# Rhinestone starter kits with all sizes and colors just bling only



## ltipton (Jan 25, 2009)

I have contacted ShineArt to see if they would have some type of starter kit for just the Rhinestones, in the SS6, SS10 and a couple of the larger sizes. I was thinking of in the SS6 of having all the colors and maybe like in a quantity of 10 gross of each color and also in the SS10. Does anyone know who would sell something like this. I thought about Threadart but I don't prefer their stones. Any suggestion. Shine Art said they have had some request but not enough to justify having a kit like that.

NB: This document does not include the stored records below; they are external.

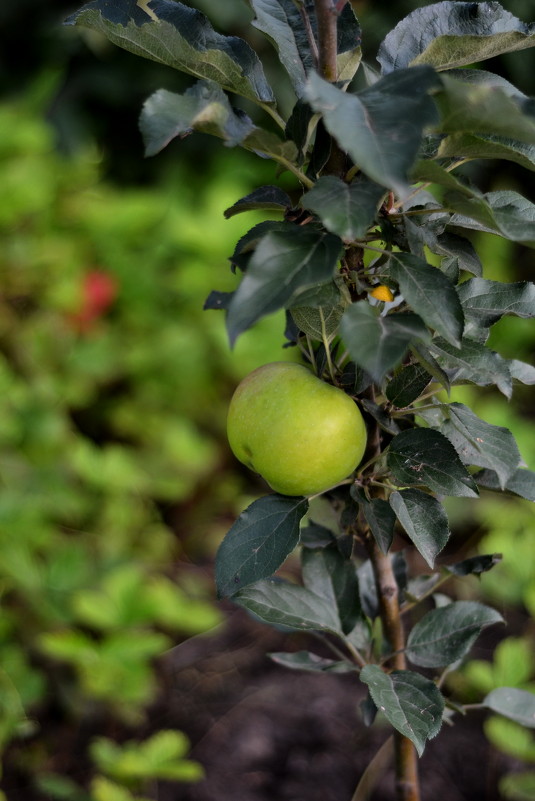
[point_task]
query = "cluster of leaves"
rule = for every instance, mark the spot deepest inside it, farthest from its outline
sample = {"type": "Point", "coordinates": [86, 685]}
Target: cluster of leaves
{"type": "Point", "coordinates": [381, 200]}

I'm looking looking at a wholesale price on these.


----------



## sjidohair (Apr 9, 2008)

What grade or Type Korean, Machine cut of Rhinestones are you looking for?
Sandy jo
MMM


----------



## selanac (Jan 8, 2007)

Itipton, where are you located. 

I have a source, but I have to talk to them first. Don't know if they sell rhinestones only. I know they sell transfers, and make garments. 

However. 

They're in NJ.


----------



## ltipton (Jan 25, 2009)

Korean, I live in Texas.


----------



## Leg cramps (Feb 9, 2009)

Why dont you buy in bulk and split them down to do that?you'd be the only one doing it right?market cornered.now hurry up before someone else does.Prolly people working on it right now.go go go !


----------



## sjidohair (Apr 9, 2008)

Leg cramps said:


> Why dont you buy in bulk and split them down to do that?you'd be the only one doing it right?market cornered.now hurry up before someone else does.Prolly people working on it right now.go go go !


Eric, There are many that already do it, But great idea
Happy HOlidays


----------